As the Choctaws win in the new economic frontier of Indian gaming,
entering an economic niche that could enrich them for decades, they face an
uneasy future that pits tribal sovereign rights against not only corporate
entrepreneurial interests but also U.S. definitions of tribal sovereignty and
self determination. The Choctaws have
become in essence another rural ethnic sector vulnerable to the loss of key
features that make Native Americans a unique ethnic minority sector, facing
formidable challenges to their tribal cultural integrity (See Faiman-Silva
1997:22-25, 205--207, 219-224).
Culturally
the Choctaws face new tribal challenges as they redefine what it means to be
Native American in the twenty-first century.
They struggle to accommodate to a rural enclave economy dominated by
external agents, as they seek to preserve cultural integrity in the face of a
tribal life only marginally distinguishable from rural communities
nationwide. Does tribal sovereignty
linked to economic self-sufficiency signal eventual cultural demise for Native
American such as the Choctaws?

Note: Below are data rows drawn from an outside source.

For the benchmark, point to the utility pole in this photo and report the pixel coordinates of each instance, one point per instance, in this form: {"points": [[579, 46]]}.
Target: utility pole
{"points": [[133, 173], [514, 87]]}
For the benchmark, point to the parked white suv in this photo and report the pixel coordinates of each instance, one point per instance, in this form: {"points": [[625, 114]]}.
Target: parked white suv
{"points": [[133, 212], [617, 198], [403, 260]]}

Dean
Smith (1994) and Cornell and Kalt (1990, 1992a, 1992 b) maintain that it is
just this mix of effective leadership, shrewd business entrepreneurship, and
cultural preservation that spells the formula for Native American cultural and
social persistence. Smith (1994:177),
however, notes the inherent tension in the mix: "Only when the individual tribe
both controls its own resources and sustains its identity as a distinct
civilization does economic development make sense; otherwise the tribe must
choose between cultural integrity and economic development." As they enter the twenty-first century, the
Choctaws' ability to survive as a cultural entity may serve as a benchmark for
an evolving ethnic subcultural reality among Native Americans throughout the
United States and indigenous people globally in the context of nation-states,
multinational corporations, and global communities.